Each of the arrangements that can be made out of a given set of things, by taking some or all of them at a time, are called **Permutations. **The order in which arrangements are taken is important in a Permutation.

Each of the groups or selections (in any order) that can be made out of a given set of things by taking some or all of them at a time are called **combinations. **The order in which selections are made is not important in a Combination.

Example: Two letters a and b together form one group (combination), but they can be arranged in two different ways as *ab* and *ba* and thus there are totalof two arrangements (permutations).

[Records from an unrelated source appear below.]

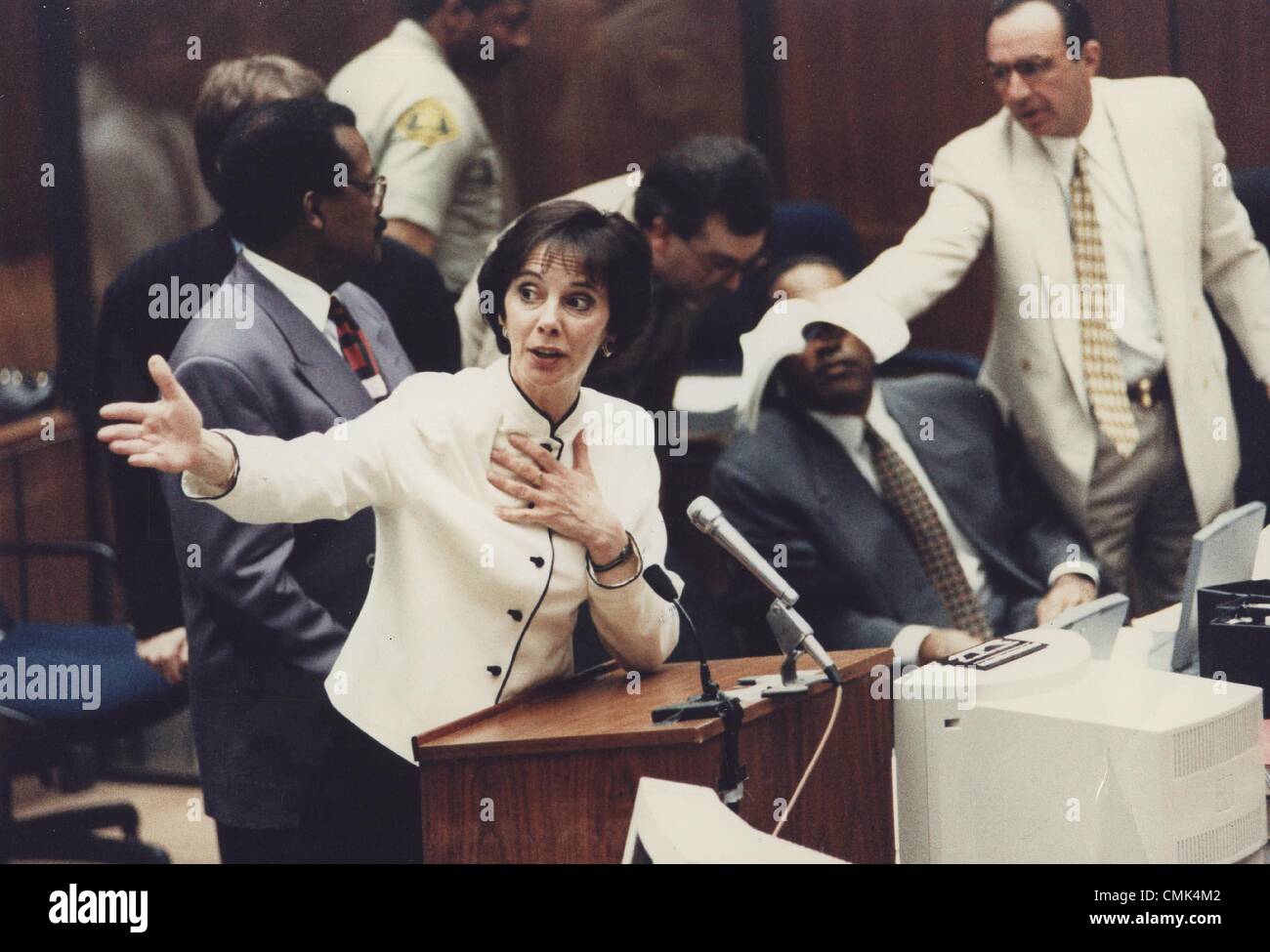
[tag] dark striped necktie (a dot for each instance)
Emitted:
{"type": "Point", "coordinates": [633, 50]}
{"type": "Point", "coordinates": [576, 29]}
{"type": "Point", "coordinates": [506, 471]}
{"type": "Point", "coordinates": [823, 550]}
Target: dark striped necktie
{"type": "Point", "coordinates": [357, 350]}
{"type": "Point", "coordinates": [906, 496]}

Again, if we take three letters a, b, and c, then the number of groups taking two letters at a time is three i.e., *ab, bc,* and *ca*.

But each group gives rise to two different arrangements, hence the total number of arrangements = 6 i.e., *ab, ba, bc, cb, ca,* and *ac*.

Further, if we take four letters a, b, c, and d, then the combinations which can be made by taking two letters at a time are six in numbers.

*ab, ac, ad, bc, bd, cd*

And the permutations which can be made by taking two letters at a time are twelve in number

*ab, ba, ac, ca, ad, da, bc, cb, bd, db, cd, dc*

Before we proceed on to study permutations and combinations in detail, we shall introduce a notation **n!** read as n factorial, which is very helpful in the study and calculation of permutations and combinations.

**What is Factorial?**

The continued product of first n natural numbers (i.e., the product of 1, 2, 3, …, n) is denoted by symbol n! and read as factorial n.

For example, 5! = 1.2.3.4.5 = 120

In general, n! = 1.2.3.4…..(n – 1).n

**Note**

- We define 1! = 1 and 0! = 1
- n! is not defined when n is a negative integer or a fraction.

### Combinations

The different groups that can be formed by choosing r things from a given set of n different things, ignoring their order of arrangement, are called combinations of n things taken r at a time.

The number of all such combinations is denoted by ^{n}C_{r} or C(n, r).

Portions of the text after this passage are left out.